Insomma, il governo cinese ha creato un’economia basata sul rischio finanziario e ora sta cercando di ristrutturare quel debito attraverso l’allentamento monetario. Ma questo a cosa porta? Lo abbiamo già visto la scorsa settimana ma ora abbiamo dati freschi: la Cina non sta stampando nuova moneta dal nulla come la Fed per difendere la valutazione dello yuan, sta mettendo mano alle riserve valutarie, un qualcosa che ha implicazioni dirette per moltissimi componenti del mercato, per la liquidità globale e per la politica monetaria stessa degli Usa. E i mercati stanno cominciando a innervosirsi, perché si chiedono quanto davvero la Cina stia mettendo in campo a livello di liquidazione di assets Usa e per quanto ancora andrà avanti.

Proprio ieri sono arrivati dati ufficiali da Pechino, dai quali scopriamo che nel solo mese di agosto la Banca del popolo ha liquidato Treasuries Usa per un controvalore di 94 miliardi di dollari ma Goldman Sachs ha immediatamente reso noto che, stando a suoi calcoli, il valore reale sarebbe di 115 miliardi di dollari. Qualsiasi sia la cifra, fa paura. Deve cominciare a farla, perché se dopo aver perso il riciclo di biglietti verdi nel sistema finanziario dal surplus di export dei Paesi produttori di petrolio, gli Usa vedessero liquidare anche i loro assets – soprattutto, il loro debito – detenuti dal loro primo creditore, dove andranno a finire i rendimenti su quella carta? E, soprattutto, chi la comprerà, se non la Fed costretta a un QE4? Inoltre, se la PBOC continua a liquidare a questa velocità e con questi volumi, dovrà tagliare pesantemente i requisiti di riserva per la banche – le quali sono già oggi nelle condizioni che vi ho appena descritto – e dar vita a operazioni di finanziamento repo a sette giorni per miliardi e miliardi, affinché sia garantita liquidità al mercato e si evitino dei grippaggi. Inoltre, tocca sempre ricordare come la Cina non sia l’unica nazione impegnata in una liquidazione di assets Usa: se per caso gli altri mercati emergenti seguiranno l’esempio di Pechino e si metterà mano in maniera combinata al totale di 7,5 triliardi di dollari di riserve degli emergenti, la gran parte in Treasuries Usa, cosa succederà? Anche perché viviamo in un mondo di totale illiquidità del mercato dei titoli di Stato statunitensi e con le banche centrali che, grazie alle manovre di stimolo, già detengono oltre il 30% dei titoli decennali equivalenti (la Banca centrale giapponese arriverà al 60% entro il 2018)? L’off-setting sui rendimenti sarà garantito dall’ennesima grande rotazione da titoli azionari a bonds? E cosa accadrà agli indici equities in quel caso, a meno di un QE4 della Fed?

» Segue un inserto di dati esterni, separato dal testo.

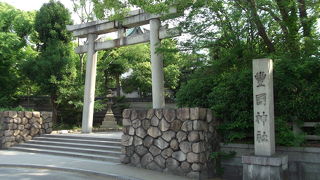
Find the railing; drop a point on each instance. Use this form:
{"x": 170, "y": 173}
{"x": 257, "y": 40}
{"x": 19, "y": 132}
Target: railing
{"x": 297, "y": 129}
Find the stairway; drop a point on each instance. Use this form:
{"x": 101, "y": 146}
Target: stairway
{"x": 94, "y": 148}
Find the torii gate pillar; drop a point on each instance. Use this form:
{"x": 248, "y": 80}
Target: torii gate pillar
{"x": 156, "y": 66}
{"x": 90, "y": 84}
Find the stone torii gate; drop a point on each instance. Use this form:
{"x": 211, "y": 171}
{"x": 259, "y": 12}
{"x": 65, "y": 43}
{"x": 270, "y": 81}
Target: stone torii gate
{"x": 135, "y": 18}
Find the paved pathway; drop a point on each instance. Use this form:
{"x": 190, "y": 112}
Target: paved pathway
{"x": 16, "y": 165}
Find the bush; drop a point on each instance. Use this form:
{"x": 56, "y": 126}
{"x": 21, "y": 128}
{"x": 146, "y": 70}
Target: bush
{"x": 229, "y": 94}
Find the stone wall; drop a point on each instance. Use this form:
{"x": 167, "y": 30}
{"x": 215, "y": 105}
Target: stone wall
{"x": 178, "y": 141}
{"x": 21, "y": 126}
{"x": 304, "y": 162}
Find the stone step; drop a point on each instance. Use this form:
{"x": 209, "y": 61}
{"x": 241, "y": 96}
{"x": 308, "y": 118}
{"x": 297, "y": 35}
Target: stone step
{"x": 90, "y": 146}
{"x": 71, "y": 149}
{"x": 96, "y": 142}
{"x": 70, "y": 154}
{"x": 81, "y": 137}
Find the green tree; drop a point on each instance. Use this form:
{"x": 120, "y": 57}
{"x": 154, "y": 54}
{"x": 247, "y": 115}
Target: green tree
{"x": 55, "y": 62}
{"x": 16, "y": 28}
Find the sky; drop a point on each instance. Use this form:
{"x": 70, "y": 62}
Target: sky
{"x": 29, "y": 5}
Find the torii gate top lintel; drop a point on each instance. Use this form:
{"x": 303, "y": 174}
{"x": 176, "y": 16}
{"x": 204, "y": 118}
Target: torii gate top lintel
{"x": 135, "y": 18}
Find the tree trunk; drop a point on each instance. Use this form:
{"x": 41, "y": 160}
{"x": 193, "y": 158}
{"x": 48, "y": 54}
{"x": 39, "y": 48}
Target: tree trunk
{"x": 106, "y": 79}
{"x": 54, "y": 109}
{"x": 304, "y": 18}
{"x": 261, "y": 29}
{"x": 118, "y": 85}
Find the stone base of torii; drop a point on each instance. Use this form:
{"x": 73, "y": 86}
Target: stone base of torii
{"x": 135, "y": 18}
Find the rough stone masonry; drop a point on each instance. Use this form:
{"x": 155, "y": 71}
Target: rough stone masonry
{"x": 178, "y": 141}
{"x": 20, "y": 126}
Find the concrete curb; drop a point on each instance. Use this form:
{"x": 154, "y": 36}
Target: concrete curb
{"x": 72, "y": 170}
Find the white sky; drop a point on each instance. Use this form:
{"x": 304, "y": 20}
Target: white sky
{"x": 29, "y": 5}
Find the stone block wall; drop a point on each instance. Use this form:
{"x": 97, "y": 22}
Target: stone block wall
{"x": 21, "y": 126}
{"x": 177, "y": 141}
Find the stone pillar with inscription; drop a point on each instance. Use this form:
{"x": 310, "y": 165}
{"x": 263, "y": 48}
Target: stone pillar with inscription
{"x": 265, "y": 163}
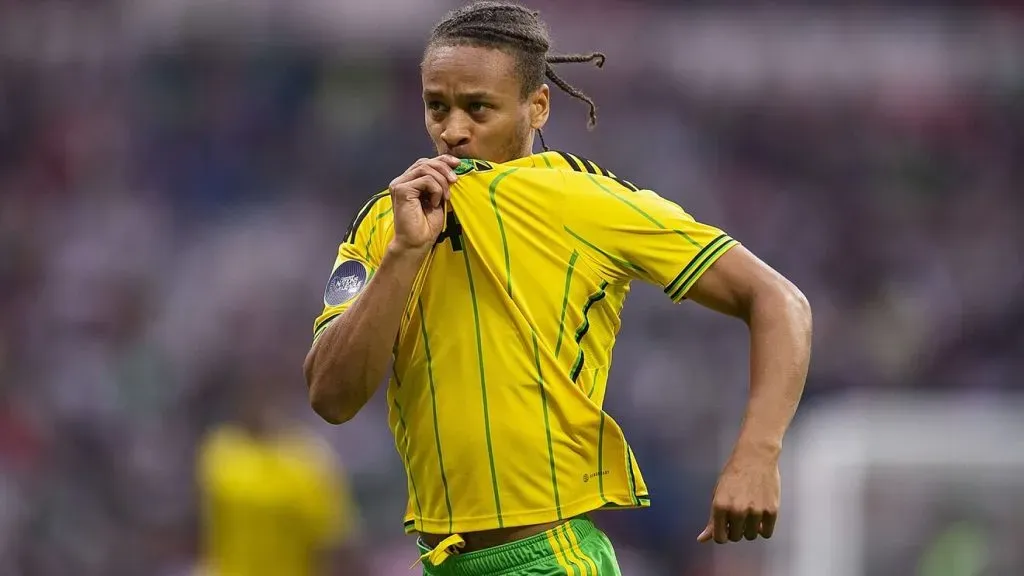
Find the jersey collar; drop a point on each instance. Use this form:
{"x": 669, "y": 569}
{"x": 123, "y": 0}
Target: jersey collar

Chiudo con un’ultima considerazione. Molti analisti cinesi hanno detto chiaramente che l’intenzione della Banca del popolo è svalutare lo yuan fino a 7 contro il dollaro entro la fine dell’anno, per arrivare a 8 entro la fine del 2016 (per capirci, ieri dopo che la Banca centrale ha operato la mossa a 4 giorni più grande degli ultimi 5 anni, si è arrivati a 6,3584). Si tratta, in quest’ultimo caso, di una svalutazione del 20% sul biglietto verde che dovrebbe garantire supporto all’export cinese, visto che i modelli ci dicono come ogni svalutazione del 10% porti con sé un aumento di 10 punti base della crescita delle esportazioni. Ma l’effetto collaterale, quale sarebbe? Ce lo dice questo grafico:

Una svalutazione di un altro 25% del prezzo delle materie prime, già ai minimi storici del ciclo e nuove ondate di shock per il sistema finanziario globale. La Fed, a conti fatti, non può permetterlo. E dovrà, per forza, agire di conseguenza.